One alternative approach to dealing with link failure is described in document “Fortifying OSPF/IS-IS Against Link-Failure” by Mikkel Thorup (“Thorup”) which is available at the time of writing on the file “If_ospf.ps” in the directory “˜mthorup\PAPERS” of the domain “research.att.com” on the World Wide Web. The approach of Thorup is to pre-compute the SPF at each node for each possible link failure. When a link failure is advertised the node forwards along its pre-computed updated path whilst updating the LSDB in the background.
Various problems arise with the approach. Thorup requires increased storage and computing to deal with all possible routes around all possible failures, as well as extra forwarding code requirements. Significantly Thorup does not address the problem of loop formation during a transition.

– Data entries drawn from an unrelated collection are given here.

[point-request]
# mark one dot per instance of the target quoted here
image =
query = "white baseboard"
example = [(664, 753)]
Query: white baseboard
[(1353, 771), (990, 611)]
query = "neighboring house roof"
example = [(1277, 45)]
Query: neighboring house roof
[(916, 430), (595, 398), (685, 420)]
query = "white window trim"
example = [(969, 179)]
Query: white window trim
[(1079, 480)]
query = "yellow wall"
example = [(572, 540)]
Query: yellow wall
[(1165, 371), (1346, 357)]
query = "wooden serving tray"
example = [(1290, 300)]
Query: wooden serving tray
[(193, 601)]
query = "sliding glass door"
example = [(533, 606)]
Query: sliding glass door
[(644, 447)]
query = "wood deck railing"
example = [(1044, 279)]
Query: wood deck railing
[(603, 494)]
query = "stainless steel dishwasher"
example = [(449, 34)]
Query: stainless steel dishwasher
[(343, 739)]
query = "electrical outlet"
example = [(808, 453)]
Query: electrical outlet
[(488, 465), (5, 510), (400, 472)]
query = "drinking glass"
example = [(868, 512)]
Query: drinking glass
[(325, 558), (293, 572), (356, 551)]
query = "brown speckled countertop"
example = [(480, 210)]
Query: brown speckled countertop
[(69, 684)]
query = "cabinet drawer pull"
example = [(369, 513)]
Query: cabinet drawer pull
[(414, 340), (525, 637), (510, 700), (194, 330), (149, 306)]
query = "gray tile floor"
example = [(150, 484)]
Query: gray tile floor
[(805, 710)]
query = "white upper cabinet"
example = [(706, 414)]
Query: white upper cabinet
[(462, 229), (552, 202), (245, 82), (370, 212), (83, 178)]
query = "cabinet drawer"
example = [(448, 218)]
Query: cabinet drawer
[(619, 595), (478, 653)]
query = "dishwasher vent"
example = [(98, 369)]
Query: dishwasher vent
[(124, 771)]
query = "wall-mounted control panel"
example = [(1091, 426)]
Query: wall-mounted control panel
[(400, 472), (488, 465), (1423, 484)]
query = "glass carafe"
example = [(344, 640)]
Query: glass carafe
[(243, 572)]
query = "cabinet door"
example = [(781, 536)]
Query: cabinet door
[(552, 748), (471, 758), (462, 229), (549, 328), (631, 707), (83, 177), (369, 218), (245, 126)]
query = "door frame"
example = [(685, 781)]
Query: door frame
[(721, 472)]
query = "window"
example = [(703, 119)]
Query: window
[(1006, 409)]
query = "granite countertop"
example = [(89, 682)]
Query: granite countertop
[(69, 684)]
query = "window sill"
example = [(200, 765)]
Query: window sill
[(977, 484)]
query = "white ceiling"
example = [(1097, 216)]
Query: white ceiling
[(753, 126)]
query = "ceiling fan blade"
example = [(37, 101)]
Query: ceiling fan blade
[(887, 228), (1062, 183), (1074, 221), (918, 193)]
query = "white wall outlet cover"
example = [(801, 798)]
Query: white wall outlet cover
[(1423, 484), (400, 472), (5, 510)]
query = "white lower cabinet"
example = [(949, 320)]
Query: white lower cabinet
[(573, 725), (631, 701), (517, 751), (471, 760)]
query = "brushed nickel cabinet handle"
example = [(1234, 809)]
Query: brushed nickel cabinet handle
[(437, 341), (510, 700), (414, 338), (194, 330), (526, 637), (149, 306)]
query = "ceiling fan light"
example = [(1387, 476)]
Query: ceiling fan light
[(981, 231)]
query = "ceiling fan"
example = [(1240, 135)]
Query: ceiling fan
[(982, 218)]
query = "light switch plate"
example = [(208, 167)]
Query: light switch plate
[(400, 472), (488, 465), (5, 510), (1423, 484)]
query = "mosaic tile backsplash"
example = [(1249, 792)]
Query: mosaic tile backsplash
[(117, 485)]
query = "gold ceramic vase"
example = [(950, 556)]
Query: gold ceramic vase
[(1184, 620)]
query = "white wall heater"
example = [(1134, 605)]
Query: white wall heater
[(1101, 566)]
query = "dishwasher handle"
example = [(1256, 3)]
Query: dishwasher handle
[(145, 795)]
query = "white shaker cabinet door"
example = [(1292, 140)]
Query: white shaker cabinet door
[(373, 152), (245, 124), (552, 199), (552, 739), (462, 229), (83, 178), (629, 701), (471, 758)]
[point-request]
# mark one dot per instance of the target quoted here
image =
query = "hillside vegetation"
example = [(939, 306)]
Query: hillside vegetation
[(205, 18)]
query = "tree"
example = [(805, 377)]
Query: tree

A further solution for avoiding loops during a routing transition is described in co-pending patent application Ser. No. 10/442,589, filed May 20, 2003, entitled “Method and Apparatus for Constructing a Transition Route in a Data Communications Network” of Stewart Bryant et al. (“Bryant”), the entire contents of which are incorporated by reference for all purposes as if fully set forth herein. According to the solution put forward in Bryant, when a network component fails, upstream nodes construct transition routes to destinations which would otherwise be reachable via the failed component. The transition routes are constructed by tunneling packets for the destination node to an intermediate node in an intersection of a first set of nodes reachable from the repairing node without traversing the failed component and a second set of nodes from which the destination node is reachable without traversing the first component. Although this is also a very effective solution, it requires installation of a large number of tunnels.
Based on the foregoing, there is a clear need for a method of preventing loops occurring in a network during convergence of the network.